The Cambridge facility is licensed for 16 beds. It currently treats nine people who need psychiatric services.
Jesson said her department will move the six patients to community programs by February and make security upgrades to the Cambridge facility.
She said DHS officials also are evaluating others at Moose Lake who could be transferred to Cambridge.
"We are looking at medically needy clients as well, people who are mobility impaired, who are using wheelchairs, walker [or] who really need assisted-living services," Jesson said. "People who are perhaps at the end of their life or really are suffering from cancer. Those sorts of clients that could served in a secure setting but they don't need the security of Moose Lake."
The announcement comes as the state of Minnesota faces a federal class-action lawsuit that charges the sex offender program is unconstitutional, in part because it offers no clear path to release.
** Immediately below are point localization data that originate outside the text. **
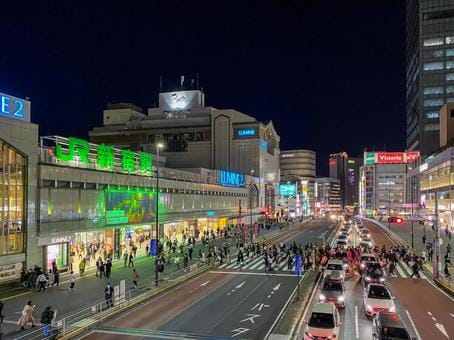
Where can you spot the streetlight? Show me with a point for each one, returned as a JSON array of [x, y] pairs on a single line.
[[156, 274]]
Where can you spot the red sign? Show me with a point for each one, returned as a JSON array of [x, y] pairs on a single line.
[[412, 156], [390, 157]]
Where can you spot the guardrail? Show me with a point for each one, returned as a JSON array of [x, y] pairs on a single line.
[[99, 310]]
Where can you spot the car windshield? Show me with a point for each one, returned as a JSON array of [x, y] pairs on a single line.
[[378, 292], [332, 285], [321, 320], [334, 266], [391, 333]]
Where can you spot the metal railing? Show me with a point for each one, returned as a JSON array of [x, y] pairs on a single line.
[[99, 310]]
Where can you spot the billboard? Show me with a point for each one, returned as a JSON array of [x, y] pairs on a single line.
[[180, 100], [130, 207], [14, 108], [287, 189]]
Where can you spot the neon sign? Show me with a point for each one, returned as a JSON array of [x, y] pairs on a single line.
[[14, 108], [103, 156], [246, 132], [231, 179]]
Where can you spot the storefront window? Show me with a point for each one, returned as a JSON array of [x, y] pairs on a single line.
[[12, 197]]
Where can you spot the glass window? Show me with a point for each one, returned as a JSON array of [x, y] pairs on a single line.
[[431, 127], [432, 114], [433, 41], [433, 102], [433, 90], [433, 66]]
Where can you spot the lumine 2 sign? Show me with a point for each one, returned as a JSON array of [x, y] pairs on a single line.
[[106, 156]]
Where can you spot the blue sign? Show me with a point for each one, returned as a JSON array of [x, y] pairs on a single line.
[[231, 179], [246, 132], [153, 247], [298, 265], [14, 108]]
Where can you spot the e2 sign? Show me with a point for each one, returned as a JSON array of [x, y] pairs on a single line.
[[14, 108]]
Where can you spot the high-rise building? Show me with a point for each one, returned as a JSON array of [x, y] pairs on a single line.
[[430, 70], [346, 170]]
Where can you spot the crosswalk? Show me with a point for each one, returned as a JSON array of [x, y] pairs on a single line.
[[258, 263]]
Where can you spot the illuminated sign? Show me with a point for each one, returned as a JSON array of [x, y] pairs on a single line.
[[231, 179], [246, 132], [287, 189], [103, 156], [15, 108], [390, 157]]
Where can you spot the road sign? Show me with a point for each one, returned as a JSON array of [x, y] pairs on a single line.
[[298, 265], [153, 247]]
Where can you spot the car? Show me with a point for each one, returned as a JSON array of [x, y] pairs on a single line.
[[366, 243], [340, 244], [374, 273], [332, 290], [389, 326], [323, 323], [335, 265], [376, 299], [365, 260]]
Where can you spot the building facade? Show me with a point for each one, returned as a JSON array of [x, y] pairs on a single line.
[[430, 70], [197, 136], [346, 170], [64, 198]]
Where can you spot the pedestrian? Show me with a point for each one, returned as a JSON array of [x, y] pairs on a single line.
[[56, 277], [108, 267], [47, 318], [108, 293], [27, 315], [42, 282], [135, 277]]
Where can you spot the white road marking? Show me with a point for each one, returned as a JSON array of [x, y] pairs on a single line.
[[442, 329], [418, 337], [356, 323]]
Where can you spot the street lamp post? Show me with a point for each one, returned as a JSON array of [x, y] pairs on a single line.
[[156, 274]]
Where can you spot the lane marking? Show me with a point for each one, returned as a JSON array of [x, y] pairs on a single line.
[[356, 323], [250, 273], [413, 325]]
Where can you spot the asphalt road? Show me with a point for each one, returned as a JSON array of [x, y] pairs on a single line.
[[226, 302], [417, 301]]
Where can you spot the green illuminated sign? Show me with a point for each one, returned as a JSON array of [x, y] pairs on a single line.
[[75, 146], [107, 157]]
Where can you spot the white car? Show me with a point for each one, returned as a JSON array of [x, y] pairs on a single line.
[[324, 322], [335, 265], [377, 298]]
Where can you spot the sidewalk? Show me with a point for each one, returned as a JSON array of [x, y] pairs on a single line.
[[90, 289]]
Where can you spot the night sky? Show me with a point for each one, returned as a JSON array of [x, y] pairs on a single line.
[[330, 74]]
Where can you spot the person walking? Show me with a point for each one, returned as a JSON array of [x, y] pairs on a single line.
[[72, 280], [135, 277], [47, 318], [108, 293], [27, 315], [42, 282]]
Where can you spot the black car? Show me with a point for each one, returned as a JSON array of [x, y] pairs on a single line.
[[389, 326], [374, 273]]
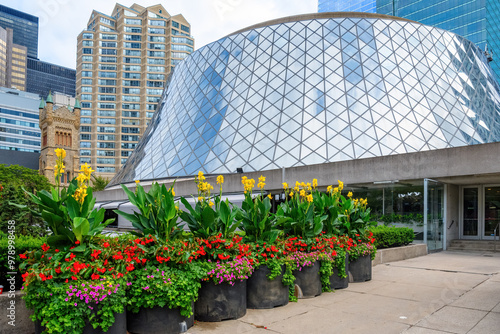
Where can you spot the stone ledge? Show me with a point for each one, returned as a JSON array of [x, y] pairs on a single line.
[[23, 323], [399, 253]]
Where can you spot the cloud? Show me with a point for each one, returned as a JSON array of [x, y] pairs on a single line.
[[62, 20]]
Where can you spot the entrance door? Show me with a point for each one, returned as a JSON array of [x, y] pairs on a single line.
[[480, 212], [434, 216]]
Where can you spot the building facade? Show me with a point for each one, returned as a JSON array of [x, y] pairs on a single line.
[[476, 20], [400, 111], [19, 130], [43, 78], [367, 6], [12, 62], [24, 26], [59, 128], [123, 61]]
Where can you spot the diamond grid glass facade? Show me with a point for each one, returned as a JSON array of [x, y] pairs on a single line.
[[318, 90], [368, 6]]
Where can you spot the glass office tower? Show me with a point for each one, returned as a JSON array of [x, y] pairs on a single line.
[[368, 6], [476, 20], [25, 27]]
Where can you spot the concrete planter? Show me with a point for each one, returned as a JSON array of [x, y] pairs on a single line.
[[308, 281], [337, 282], [263, 293], [361, 269], [217, 302], [158, 320]]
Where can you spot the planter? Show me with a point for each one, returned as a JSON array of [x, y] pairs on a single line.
[[308, 281], [263, 293], [158, 320], [361, 269], [221, 302], [337, 282], [119, 327]]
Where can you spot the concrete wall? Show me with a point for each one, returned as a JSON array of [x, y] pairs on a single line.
[[452, 213]]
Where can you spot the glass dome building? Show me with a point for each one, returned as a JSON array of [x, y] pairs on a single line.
[[318, 88]]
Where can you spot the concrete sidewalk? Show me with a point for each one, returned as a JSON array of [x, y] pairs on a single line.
[[446, 292]]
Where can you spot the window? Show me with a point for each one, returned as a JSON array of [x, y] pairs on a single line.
[[132, 37], [132, 60], [104, 59], [128, 75], [134, 30], [105, 145], [106, 44], [133, 21], [106, 129], [107, 82], [107, 51], [156, 31], [131, 90], [131, 45], [107, 74], [106, 113], [110, 90], [135, 68], [136, 53], [130, 130], [106, 121], [106, 137]]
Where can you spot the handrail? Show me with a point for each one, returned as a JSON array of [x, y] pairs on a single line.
[[495, 238]]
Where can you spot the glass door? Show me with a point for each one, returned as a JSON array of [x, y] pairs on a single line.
[[434, 209], [470, 213]]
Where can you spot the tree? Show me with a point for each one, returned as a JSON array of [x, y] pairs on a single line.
[[12, 178]]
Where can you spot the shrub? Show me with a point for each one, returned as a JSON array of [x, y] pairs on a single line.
[[386, 236]]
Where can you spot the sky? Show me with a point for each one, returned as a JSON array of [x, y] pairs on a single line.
[[60, 21]]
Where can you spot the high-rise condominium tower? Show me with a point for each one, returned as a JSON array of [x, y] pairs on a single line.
[[123, 61]]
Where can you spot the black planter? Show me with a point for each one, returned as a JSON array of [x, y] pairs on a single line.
[[308, 281], [119, 327], [264, 293], [158, 320], [337, 282], [361, 269], [221, 302]]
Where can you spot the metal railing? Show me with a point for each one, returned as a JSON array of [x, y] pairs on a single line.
[[495, 238]]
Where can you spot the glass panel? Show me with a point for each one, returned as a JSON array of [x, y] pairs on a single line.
[[470, 212], [491, 209]]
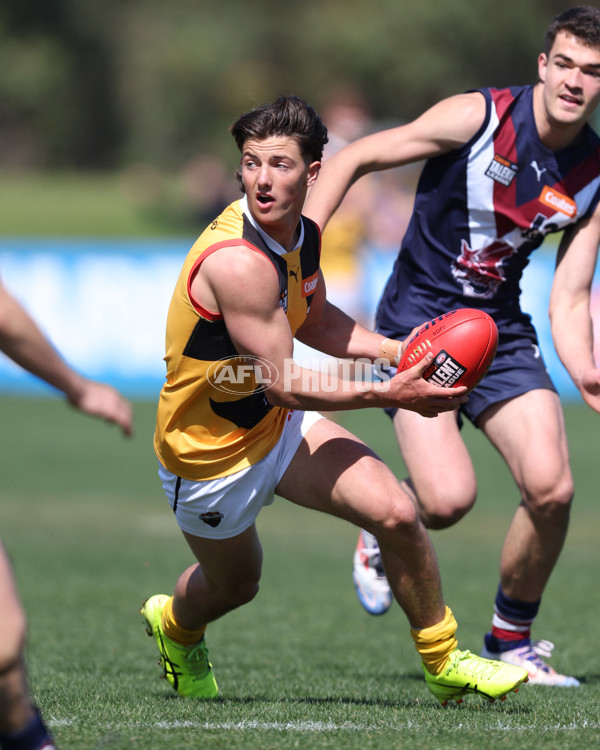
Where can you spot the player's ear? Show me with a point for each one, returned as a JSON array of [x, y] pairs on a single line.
[[313, 173], [542, 65]]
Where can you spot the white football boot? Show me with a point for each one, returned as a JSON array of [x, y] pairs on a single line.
[[371, 584], [530, 658]]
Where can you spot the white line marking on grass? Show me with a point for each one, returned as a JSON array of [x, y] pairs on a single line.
[[324, 726]]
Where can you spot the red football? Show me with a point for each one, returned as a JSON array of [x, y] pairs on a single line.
[[464, 343]]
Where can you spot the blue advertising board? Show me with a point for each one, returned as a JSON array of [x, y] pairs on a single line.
[[104, 306]]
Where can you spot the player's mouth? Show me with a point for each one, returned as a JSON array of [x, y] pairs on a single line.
[[570, 100]]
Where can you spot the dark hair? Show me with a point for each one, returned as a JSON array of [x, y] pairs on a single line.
[[582, 22], [287, 115]]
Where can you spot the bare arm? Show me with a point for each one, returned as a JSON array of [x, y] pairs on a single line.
[[258, 326], [445, 126], [23, 341], [569, 310]]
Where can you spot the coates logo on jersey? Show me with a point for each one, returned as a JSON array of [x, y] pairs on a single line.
[[559, 202], [310, 284], [502, 170], [242, 375]]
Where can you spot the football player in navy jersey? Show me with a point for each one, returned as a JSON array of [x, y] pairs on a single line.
[[503, 168]]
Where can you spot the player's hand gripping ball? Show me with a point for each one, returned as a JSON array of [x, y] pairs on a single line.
[[463, 342]]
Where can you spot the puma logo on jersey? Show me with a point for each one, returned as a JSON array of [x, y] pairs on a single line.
[[539, 172]]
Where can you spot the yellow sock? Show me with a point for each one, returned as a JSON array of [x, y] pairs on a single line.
[[174, 631], [436, 643]]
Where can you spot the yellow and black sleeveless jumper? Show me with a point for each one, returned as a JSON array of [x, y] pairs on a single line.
[[202, 431]]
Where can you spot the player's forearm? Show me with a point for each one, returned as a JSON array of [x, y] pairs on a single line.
[[572, 334], [25, 344]]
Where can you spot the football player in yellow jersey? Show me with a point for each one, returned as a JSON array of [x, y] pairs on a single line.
[[238, 422]]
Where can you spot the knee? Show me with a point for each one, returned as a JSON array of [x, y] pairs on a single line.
[[550, 500], [242, 592], [443, 506], [398, 516]]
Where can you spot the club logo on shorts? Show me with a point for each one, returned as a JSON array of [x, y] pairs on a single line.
[[213, 518]]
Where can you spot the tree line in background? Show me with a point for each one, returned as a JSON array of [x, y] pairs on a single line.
[[101, 84]]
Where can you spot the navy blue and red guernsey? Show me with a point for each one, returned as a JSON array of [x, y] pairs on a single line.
[[480, 211], [213, 417]]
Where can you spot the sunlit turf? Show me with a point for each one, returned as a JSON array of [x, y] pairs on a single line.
[[83, 517]]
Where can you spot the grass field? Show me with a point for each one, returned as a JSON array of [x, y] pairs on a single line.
[[302, 666]]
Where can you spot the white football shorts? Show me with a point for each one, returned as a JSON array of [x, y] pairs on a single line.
[[223, 508]]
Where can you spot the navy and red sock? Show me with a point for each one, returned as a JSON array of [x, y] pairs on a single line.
[[511, 624]]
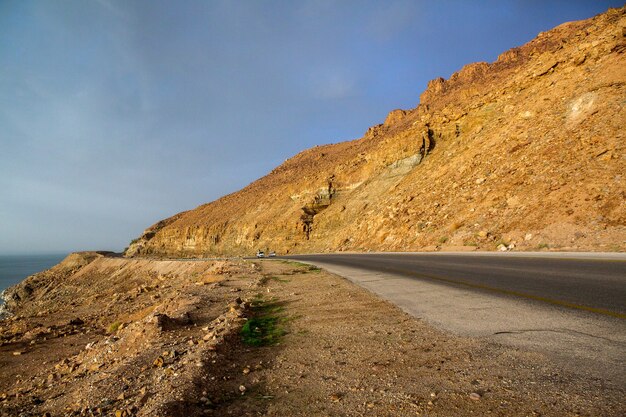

The state created the program 18 years ago but did not successfully release an offender until last year. DHS officials are recommending the conditional release of two others.
William Mitchell College of Law Dean Eric Janus said this is the first time the state has recognized that not all sex offenders detained under civil commitment need to be kept in high-level security.
"I wish they had moved forward 15 years ago," Janus said. "The civil suit represents the reality, which is this program is broken and is vulnerable to attack. And I think that the state is operating with that reality in mind as it should and should have over the past years."
Lawyers representing offenders in the class action suit say they applaud Jesson's actions. But they say those actions are far too limited.
The lawyers say many others in the Minnesota Sex Offender Program need not be kept in such harsh conditions.